The most significant advantage of utilizing aortic arch branches as conduits for arterial perfusion lies in eliminating the need for additional surgical incisions (18). Compared to femoral artery cannulation, this approach offers several benefits: (1) mitigation of retrograde dissection expansion caused by retrograde perfusion; (2) prevention of blood supply to the false lumen, thereby avoiding retrograde blood flow that could dislodge atherosclerotic plaques and reduce the risk of stroke; (3) avoidance of lower limb ischemia resulting from cannulation; and (4) facilitation of antegrade selective cerebral perfusion, which is essential for optimal surgical outcomes (19, 20).
Similarly, when compared to axillary artery cannulation, aortic arch branch cannulation provides additional advantages (6, 21): (1) avoidance of the complex axillary artery dissection procedure, thereby reducing the risk of complications such as brachial plexus nerve injury; and (2) prevention of catastrophic complications associated with vascular anomalies, such as misdiagnosis of an aberrant right subclavian artery.
However, aortic arch branch cannulation is not without limitations. The restricted diameter of the target vessels may limit cannulation options and result in constrained flow rates. Nonetheless, during the cooling phase of cardiopulmonary bypass (CPB), the demand for high flow rates decreases, and this limitation becomes less critical. During the rewarming phase, a four-branch synthetic vessel is used for perfusion, ensuring adequate flow to meet metabolic demands.
Our clinical experience confirms that during total arch replacement performed through a minimally invasive single upper hemisternotomy, the simultaneous application of pump-controlled selective cerebral perfusion (13) and antegrade lower body perfusion (22) is both safe and feasible. Despite occupying a portion of the surgical field, these procedures can be effectively conducted through the minimally invasive incision, demonstrating the practicality of this approach in achieving successful surgical outcomes.
Limitations
This study has several inherent limitations: (1) As a retrospective investigation, the study is subject to selection bias, potentially influencing the results. (2) Being a single-center study with a relatively small sample size, the findings may be susceptible to confounding factors and may not be generalizable to broader populations. (3) The limited number of patients in the non-IA groups reduces the statistical power of between-group comparisons.
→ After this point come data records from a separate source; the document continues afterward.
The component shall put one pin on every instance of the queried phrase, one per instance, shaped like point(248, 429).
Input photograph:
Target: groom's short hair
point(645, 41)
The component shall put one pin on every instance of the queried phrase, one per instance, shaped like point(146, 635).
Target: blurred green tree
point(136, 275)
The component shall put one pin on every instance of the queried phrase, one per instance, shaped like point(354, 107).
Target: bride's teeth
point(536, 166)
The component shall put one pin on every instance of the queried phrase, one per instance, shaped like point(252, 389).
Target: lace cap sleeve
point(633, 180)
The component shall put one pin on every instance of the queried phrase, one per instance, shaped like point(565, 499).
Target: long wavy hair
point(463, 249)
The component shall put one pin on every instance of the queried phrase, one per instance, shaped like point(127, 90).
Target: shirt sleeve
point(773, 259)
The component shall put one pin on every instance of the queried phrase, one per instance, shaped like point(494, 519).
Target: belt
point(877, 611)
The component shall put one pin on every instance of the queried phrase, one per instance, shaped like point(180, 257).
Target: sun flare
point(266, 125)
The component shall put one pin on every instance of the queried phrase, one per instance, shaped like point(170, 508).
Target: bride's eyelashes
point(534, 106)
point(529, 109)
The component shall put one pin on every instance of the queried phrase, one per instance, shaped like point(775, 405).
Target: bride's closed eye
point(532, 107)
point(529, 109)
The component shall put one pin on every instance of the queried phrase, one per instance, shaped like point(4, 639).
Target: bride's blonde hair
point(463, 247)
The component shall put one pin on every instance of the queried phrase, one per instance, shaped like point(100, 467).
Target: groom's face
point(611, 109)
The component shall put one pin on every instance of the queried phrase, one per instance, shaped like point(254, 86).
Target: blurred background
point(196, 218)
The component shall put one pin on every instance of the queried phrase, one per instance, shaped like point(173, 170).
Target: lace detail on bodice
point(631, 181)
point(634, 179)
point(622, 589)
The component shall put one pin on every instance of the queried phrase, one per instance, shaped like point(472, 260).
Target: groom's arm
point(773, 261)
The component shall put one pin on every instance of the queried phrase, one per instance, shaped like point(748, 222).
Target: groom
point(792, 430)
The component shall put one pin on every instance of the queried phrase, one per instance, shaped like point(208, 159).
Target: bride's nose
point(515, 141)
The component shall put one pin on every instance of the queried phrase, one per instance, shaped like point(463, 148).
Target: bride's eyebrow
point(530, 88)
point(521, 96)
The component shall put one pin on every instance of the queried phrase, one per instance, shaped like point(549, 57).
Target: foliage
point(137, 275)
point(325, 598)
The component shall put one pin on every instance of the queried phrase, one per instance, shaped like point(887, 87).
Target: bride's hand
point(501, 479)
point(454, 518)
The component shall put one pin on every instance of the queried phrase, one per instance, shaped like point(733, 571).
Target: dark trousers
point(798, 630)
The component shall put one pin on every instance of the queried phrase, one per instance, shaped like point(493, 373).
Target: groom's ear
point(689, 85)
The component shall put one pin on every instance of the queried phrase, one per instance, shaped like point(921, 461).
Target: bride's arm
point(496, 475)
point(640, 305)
This imbalance reflects institutional practice and is difficult to avoid in a retrospective single-center study, but it realistically represents real-world clinical decision-making. (4) In addition, patients who underwent innominate artery cannulation may have represented a lower-risk cohort with more favorable anatomy, particularly with respect to cerebral malperfusion. This potential selection bias could have influenced the observed clinical outcomes and should be considered when interpreting the results. Future multicenter studies with larger sample sizes are warranted to validate these findings and provide more robust conclusions.
Conclusion
This study demonstrates that aortic arch branch cannulation is a feasible and effective arterial perfusion strategy for acute Type A aortic dissection surgeries performed via a minimally invasive single upper hemisternotomy. This technique eliminates the need for additional incisions, enhances cosmetic outcomes, and maintains procedural safety. Among the aortic arch branches, the innominate artery was associated with favorable surgical outcomes and ease of access, and may be considered a suitable first-line option when feasible, though potential selection bias should be acknowledged.